Security fears around the case were heightened on Wednesday when four American nationals were shot dead in Pakistan after Aimal Khan Kansi was convicted of murder.

Pakistani police believe the killing of four employees of a Texas-based oil company may have been a direct response to the conviction of Kansi in the Virginia courtroom on Monday.

The group that claimed responsibility for the killings in Karachi said it would mount further attacks if Kansi, 33, was sentenced to death.

American embassies in Pakistan and elsewhere have warned US nationals to take special precautions. The Pakistani government has vowed to do everything in its power to find those responsible for the attack, which came at a particularly sensitive time - just days before a visit to Pakistan from the US Secretary of State, Madeleine Albright.

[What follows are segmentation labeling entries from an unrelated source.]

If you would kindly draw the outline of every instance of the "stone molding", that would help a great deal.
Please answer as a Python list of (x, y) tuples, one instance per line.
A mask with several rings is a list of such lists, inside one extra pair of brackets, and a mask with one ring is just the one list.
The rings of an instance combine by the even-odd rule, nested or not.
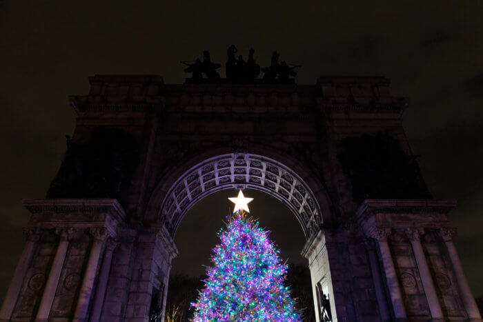
[(391, 228), (374, 228), (368, 233), (371, 238), (375, 239), (376, 241), (386, 241), (387, 238), (391, 236), (392, 231)]
[(106, 229), (114, 236), (126, 213), (117, 199), (23, 199), (32, 217), (29, 228)]
[(110, 232), (103, 227), (91, 227), (89, 228), (89, 234), (92, 237), (94, 240), (101, 242), (106, 241), (110, 236)]
[(23, 235), (28, 241), (39, 241), (41, 235), (41, 231), (39, 228), (33, 227), (24, 227), (22, 228)]
[(421, 227), (406, 228), (404, 230), (404, 233), (410, 241), (420, 241), (421, 240), (421, 237), (424, 234), (424, 228), (422, 228)]
[[(388, 112), (400, 117), (408, 105), (407, 98), (390, 94), (388, 79), (376, 77), (321, 77), (315, 85), (222, 81), (216, 86), (213, 83), (164, 84), (158, 75), (95, 75), (89, 81), (88, 95), (69, 97), (77, 114), (122, 111), (142, 114), (167, 108), (166, 110), (177, 113), (274, 114), (299, 113), (317, 105), (331, 114)], [(271, 108), (275, 106), (277, 109)], [(200, 107), (208, 108), (197, 108)], [(244, 107), (253, 109), (241, 108)]]
[(437, 230), (437, 234), (439, 234), (444, 241), (449, 241), (453, 240), (453, 238), (456, 234), (456, 228), (444, 227)]
[(366, 199), (353, 220), (368, 237), (376, 228), (449, 228), (447, 214), (455, 205), (455, 200)]
[(72, 240), (76, 230), (74, 228), (56, 228), (54, 231), (56, 235), (59, 235), (61, 241)]
[(106, 249), (111, 252), (114, 251), (119, 245), (119, 241), (116, 238), (110, 237), (106, 242)]
[(179, 252), (178, 251), (176, 245), (175, 245), (175, 241), (173, 241), (172, 238), (171, 238), (171, 235), (169, 234), (168, 230), (164, 225), (158, 226), (157, 228), (150, 229), (155, 229), (157, 240), (161, 242), (161, 244), (170, 254), (171, 259), (178, 256)]

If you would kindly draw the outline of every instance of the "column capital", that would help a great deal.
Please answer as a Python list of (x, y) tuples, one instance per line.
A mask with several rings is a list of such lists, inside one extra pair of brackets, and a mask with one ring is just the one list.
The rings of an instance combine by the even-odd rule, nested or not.
[(95, 241), (104, 242), (109, 237), (109, 232), (103, 227), (92, 227), (89, 228), (89, 233)]
[(113, 251), (119, 245), (119, 242), (115, 238), (109, 238), (106, 242), (106, 249), (110, 251)]
[(75, 230), (74, 228), (56, 228), (54, 232), (55, 234), (59, 235), (61, 241), (70, 241), (74, 237)]
[(376, 227), (369, 232), (369, 236), (377, 241), (383, 241), (387, 240), (391, 234), (391, 228), (378, 228)]
[(411, 241), (420, 241), (421, 236), (424, 234), (424, 228), (421, 227), (414, 227), (412, 228), (406, 228), (404, 233)]
[(37, 228), (24, 227), (22, 228), (23, 235), (28, 241), (38, 241), (40, 238), (40, 230)]
[(444, 227), (437, 230), (437, 234), (439, 234), (444, 241), (450, 241), (453, 240), (453, 237), (456, 234), (456, 228)]

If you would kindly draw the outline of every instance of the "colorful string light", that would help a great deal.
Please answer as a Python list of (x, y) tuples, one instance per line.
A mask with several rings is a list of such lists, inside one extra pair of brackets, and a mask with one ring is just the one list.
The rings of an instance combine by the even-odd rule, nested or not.
[(276, 321), (301, 319), (284, 285), (288, 265), (282, 264), (277, 250), (258, 227), (258, 221), (242, 210), (220, 230), (220, 243), (213, 249), (213, 266), (195, 307), (195, 321)]

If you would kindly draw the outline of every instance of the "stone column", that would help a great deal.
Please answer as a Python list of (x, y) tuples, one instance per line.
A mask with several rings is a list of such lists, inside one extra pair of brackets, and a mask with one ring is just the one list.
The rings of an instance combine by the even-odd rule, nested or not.
[(468, 317), (471, 321), (482, 321), (482, 316), (480, 314), (480, 310), (476, 305), (475, 298), (473, 296), (471, 289), (468, 283), (466, 276), (464, 274), (463, 266), (461, 265), (460, 256), (456, 251), (455, 244), (453, 243), (453, 236), (456, 232), (455, 228), (440, 228), (438, 230), (438, 234), (443, 239), (446, 243), (449, 259), (453, 264), (453, 270), (456, 277), (456, 281), (460, 290), (460, 296), (463, 301), (464, 309), (468, 313)]
[(375, 249), (374, 249), (374, 241), (366, 239), (364, 245), (366, 246), (366, 250), (367, 250), (369, 258), (369, 266), (371, 266), (371, 272), (374, 281), (374, 288), (375, 289), (375, 296), (377, 299), (377, 305), (379, 305), (379, 317), (383, 322), (389, 321), (391, 321), (391, 314), (389, 313), (386, 299), (386, 290), (382, 283), (382, 276), (381, 275), (381, 270), (379, 266), (379, 261), (377, 261), (377, 254)]
[(30, 259), (32, 259), (35, 243), (40, 237), (39, 230), (37, 228), (23, 228), (23, 233), (27, 242), (23, 248), (22, 254), (20, 256), (19, 263), (17, 264), (17, 268), (15, 268), (15, 272), (8, 286), (7, 294), (3, 300), (3, 304), (0, 308), (0, 321), (10, 321), (12, 317), (15, 303), (19, 297), (20, 290), (22, 288), (23, 279), (26, 274), (27, 274)]
[(397, 274), (394, 268), (393, 256), (391, 254), (389, 244), (387, 237), (391, 234), (391, 228), (375, 228), (371, 232), (371, 237), (377, 241), (379, 249), (382, 259), (382, 265), (386, 273), (388, 288), (391, 294), (391, 301), (393, 303), (394, 316), (397, 321), (406, 321), (406, 309), (401, 295), (401, 290), (397, 281)]
[(40, 300), (39, 310), (35, 317), (36, 321), (47, 321), (48, 316), (50, 314), (50, 308), (52, 308), (52, 303), (54, 301), (55, 291), (57, 290), (57, 284), (59, 283), (59, 278), (62, 268), (63, 267), (63, 261), (66, 259), (66, 254), (67, 248), (69, 245), (69, 240), (72, 238), (74, 234), (72, 228), (69, 229), (57, 229), (55, 233), (60, 235), (60, 242), (57, 246), (57, 251), (55, 253), (54, 261), (50, 268), (50, 272), (47, 279), (46, 287), (43, 289), (42, 299)]
[(99, 259), (101, 256), (102, 246), (108, 237), (106, 228), (90, 228), (90, 232), (94, 239), (92, 246), (90, 248), (89, 259), (87, 262), (87, 268), (84, 272), (84, 277), (82, 279), (81, 290), (79, 293), (77, 305), (74, 313), (75, 321), (86, 321), (88, 310), (89, 308), (89, 301), (94, 287), (94, 280), (96, 277), (96, 271), (99, 266)]
[(426, 260), (424, 251), (421, 245), (421, 236), (424, 233), (424, 230), (420, 228), (407, 228), (405, 232), (413, 247), (414, 257), (416, 259), (416, 265), (423, 283), (426, 299), (428, 300), (431, 317), (433, 319), (442, 320), (444, 316), (443, 315), (443, 311), (441, 310), (437, 293), (436, 293), (436, 288), (433, 282), (433, 276), (429, 270), (428, 262)]
[(104, 256), (102, 260), (101, 272), (97, 280), (97, 289), (95, 296), (94, 297), (92, 311), (90, 314), (90, 321), (92, 322), (99, 321), (101, 316), (102, 305), (104, 303), (104, 296), (106, 295), (106, 288), (108, 285), (108, 281), (109, 279), (109, 271), (110, 270), (111, 260), (112, 259), (112, 252), (118, 244), (119, 243), (112, 239), (108, 239), (106, 243), (106, 250), (104, 250)]
[(165, 321), (165, 317), (166, 316), (166, 301), (168, 299), (168, 288), (169, 287), (169, 273), (171, 270), (171, 263), (170, 263), (170, 267), (166, 271), (166, 275), (164, 276), (164, 281), (161, 283), (164, 283), (164, 290), (163, 290), (163, 303), (161, 303), (161, 308), (163, 310), (163, 314), (161, 316), (161, 321)]

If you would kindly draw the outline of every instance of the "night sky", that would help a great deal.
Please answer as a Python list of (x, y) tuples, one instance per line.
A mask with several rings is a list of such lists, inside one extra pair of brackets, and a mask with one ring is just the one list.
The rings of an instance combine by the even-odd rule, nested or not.
[[(208, 50), (224, 64), (231, 44), (245, 57), (253, 46), (262, 66), (279, 51), (302, 65), (300, 84), (390, 77), (392, 94), (411, 99), (404, 129), (430, 190), (459, 201), (450, 214), (456, 246), (475, 295), (483, 294), (482, 12), (483, 1), (466, 0), (0, 1), (0, 301), (23, 245), (21, 199), (45, 197), (74, 130), (68, 95), (87, 94), (95, 74), (181, 83), (179, 61)], [(229, 192), (206, 198), (181, 222), (173, 272), (203, 272)], [(302, 262), (304, 239), (288, 209), (246, 194), (282, 257)]]

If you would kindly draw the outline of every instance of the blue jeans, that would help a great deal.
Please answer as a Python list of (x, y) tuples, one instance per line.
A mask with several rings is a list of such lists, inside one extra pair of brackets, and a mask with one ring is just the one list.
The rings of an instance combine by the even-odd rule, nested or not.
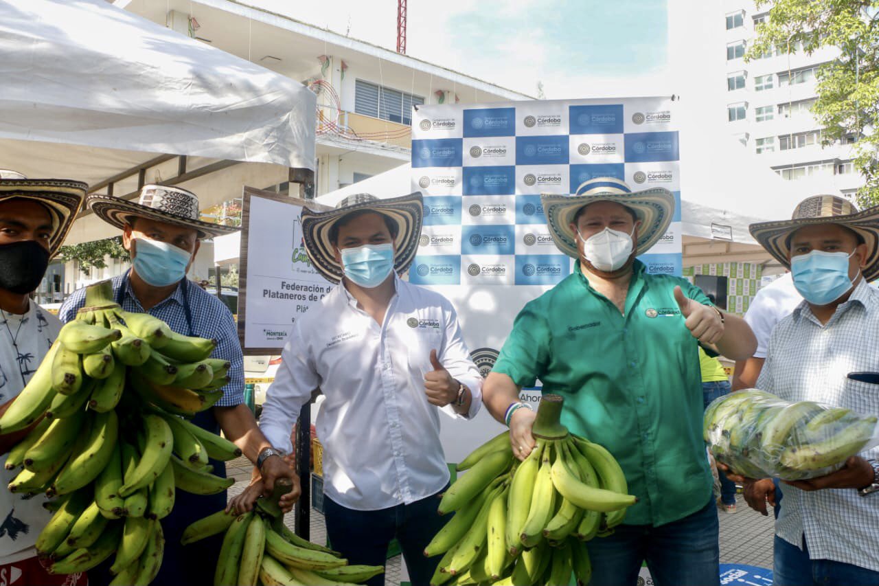
[(776, 586), (879, 586), (879, 572), (833, 560), (810, 560), (803, 549), (775, 536), (773, 583)]
[[(730, 381), (718, 380), (711, 383), (702, 383), (703, 408), (718, 397), (730, 394)], [(723, 471), (718, 470), (720, 478), (720, 500), (723, 504), (736, 504), (736, 483), (726, 477)]]
[(718, 586), (720, 550), (714, 499), (683, 519), (655, 527), (620, 525), (586, 542), (592, 562), (590, 586), (631, 586), (641, 564), (656, 586)]
[[(437, 513), (440, 497), (447, 488), (448, 485), (436, 494), (411, 504), (379, 510), (347, 509), (324, 494), (323, 515), (330, 545), (349, 564), (384, 566), (388, 546), (396, 537), (412, 586), (427, 586), (442, 556), (425, 558), (425, 547), (452, 517)], [(384, 586), (385, 575), (380, 574), (366, 583)]]

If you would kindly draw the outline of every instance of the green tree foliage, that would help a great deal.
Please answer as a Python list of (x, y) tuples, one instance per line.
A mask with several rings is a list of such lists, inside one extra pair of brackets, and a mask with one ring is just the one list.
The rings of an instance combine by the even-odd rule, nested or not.
[(879, 204), (879, 0), (756, 0), (770, 7), (769, 21), (759, 26), (746, 59), (770, 51), (804, 51), (825, 47), (839, 56), (817, 71), (817, 100), (812, 107), (824, 127), (824, 142), (859, 137), (854, 167), (865, 185), (861, 206)]
[(117, 236), (105, 240), (93, 240), (69, 246), (62, 246), (58, 251), (58, 259), (64, 262), (76, 260), (79, 269), (86, 275), (91, 274), (92, 268), (104, 268), (107, 266), (105, 257), (130, 260), (128, 251), (122, 246), (122, 237)]

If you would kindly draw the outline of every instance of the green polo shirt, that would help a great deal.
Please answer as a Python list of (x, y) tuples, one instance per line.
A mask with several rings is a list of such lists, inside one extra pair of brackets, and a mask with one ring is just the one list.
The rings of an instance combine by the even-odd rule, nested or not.
[(525, 305), (494, 371), (520, 386), (539, 378), (564, 397), (562, 422), (607, 448), (638, 497), (628, 524), (661, 525), (703, 508), (712, 479), (702, 440), (696, 339), (674, 287), (709, 304), (685, 279), (635, 261), (625, 315), (573, 274)]

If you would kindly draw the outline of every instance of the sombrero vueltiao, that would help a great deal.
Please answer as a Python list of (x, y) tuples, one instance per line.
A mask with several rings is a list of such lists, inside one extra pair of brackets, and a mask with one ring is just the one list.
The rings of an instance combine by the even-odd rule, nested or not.
[(396, 223), (394, 270), (397, 275), (406, 272), (415, 259), (424, 216), (420, 192), (386, 200), (369, 194), (349, 195), (330, 211), (316, 212), (308, 208), (302, 209), (302, 238), (305, 240), (305, 251), (311, 260), (311, 264), (328, 281), (338, 282), (345, 274), (341, 265), (336, 261), (333, 244), (330, 241), (330, 230), (339, 218), (360, 210), (381, 214)]
[(199, 219), (199, 196), (183, 187), (171, 185), (145, 185), (135, 201), (113, 195), (89, 195), (86, 203), (95, 216), (120, 230), (130, 223), (131, 217), (145, 217), (175, 226), (193, 228), (200, 238), (230, 234), (240, 230), (236, 226), (202, 222)]
[(790, 268), (790, 235), (797, 228), (819, 223), (838, 223), (861, 236), (868, 253), (864, 278), (879, 277), (879, 206), (858, 211), (854, 203), (837, 195), (813, 195), (800, 201), (791, 219), (752, 223), (748, 230), (773, 258)]
[(643, 254), (662, 238), (674, 216), (674, 195), (667, 189), (652, 187), (633, 193), (625, 182), (612, 177), (599, 177), (580, 184), (573, 195), (541, 195), (543, 213), (556, 246), (568, 256), (579, 258), (577, 232), (570, 228), (583, 206), (596, 201), (621, 203), (635, 211), (641, 226), (636, 246)]
[(49, 257), (58, 253), (76, 219), (88, 184), (72, 179), (27, 179), (15, 171), (0, 169), (0, 201), (14, 198), (43, 204), (52, 216)]

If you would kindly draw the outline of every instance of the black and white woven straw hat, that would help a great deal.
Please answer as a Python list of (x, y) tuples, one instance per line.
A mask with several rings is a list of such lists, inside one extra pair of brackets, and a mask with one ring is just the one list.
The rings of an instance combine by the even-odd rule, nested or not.
[(652, 187), (633, 192), (625, 182), (613, 177), (585, 181), (571, 195), (541, 195), (547, 225), (556, 246), (572, 258), (579, 258), (577, 232), (570, 228), (577, 211), (596, 201), (614, 201), (633, 209), (641, 226), (636, 240), (638, 254), (643, 254), (662, 238), (674, 216), (674, 195), (667, 189)]
[(302, 238), (305, 251), (311, 264), (325, 279), (332, 282), (342, 280), (345, 272), (336, 260), (336, 253), (330, 240), (330, 231), (338, 220), (356, 211), (374, 211), (390, 218), (396, 223), (396, 253), (394, 255), (394, 270), (397, 275), (406, 272), (415, 260), (418, 249), (418, 236), (424, 216), (421, 193), (415, 192), (402, 197), (386, 200), (370, 194), (349, 195), (336, 208), (325, 212), (302, 209)]
[(200, 238), (230, 234), (239, 230), (235, 226), (202, 222), (199, 219), (199, 196), (188, 189), (171, 185), (143, 186), (137, 202), (96, 194), (89, 195), (86, 203), (96, 216), (120, 230), (125, 228), (131, 217), (194, 228)]
[(854, 203), (839, 195), (812, 195), (797, 204), (791, 219), (752, 223), (748, 230), (773, 258), (790, 268), (791, 235), (798, 228), (819, 223), (838, 223), (861, 236), (867, 245), (864, 278), (869, 282), (879, 278), (879, 206), (858, 211)]
[(0, 201), (15, 198), (43, 204), (52, 216), (49, 256), (54, 256), (76, 219), (88, 184), (72, 179), (27, 179), (16, 171), (0, 169)]

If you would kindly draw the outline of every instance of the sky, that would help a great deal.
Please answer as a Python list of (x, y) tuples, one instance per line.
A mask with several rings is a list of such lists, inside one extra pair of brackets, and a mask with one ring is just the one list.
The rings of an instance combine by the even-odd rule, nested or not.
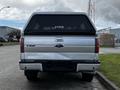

The judge ordered the jurors to be sequestered after the killings to shield them from news coverage. They were also kept under armed guard.

The jury deliberated for seven hours on whether to recommend the death sentence or life in prison. It had earlier heard graphic descriptions of the killings of two CIA employees, and accounts of Kansi's political motives.

Three other men were wounded when Kansi opened fire with an AK-47 on cars at a stop light in morning traffic.

Kansi
Kansi was on the run for four years
Kansi bought a one-way ticket to Pakistan hours after the shooting and left the next day. He eluded a global manhunt for four and a half years. The FBI tracked him to a Pakistani hotel and arrested him.

Kansi showed no emotion as the verdict was delivered. He must wait until January to find out if the judge will formally impose the death penalty.

According to testimony, he confessed to the shootings repeatedly since FBI agents captured him in June. He is reported to have called the attack vengeance for American interference in Muslim countries. He did not testify during the trial.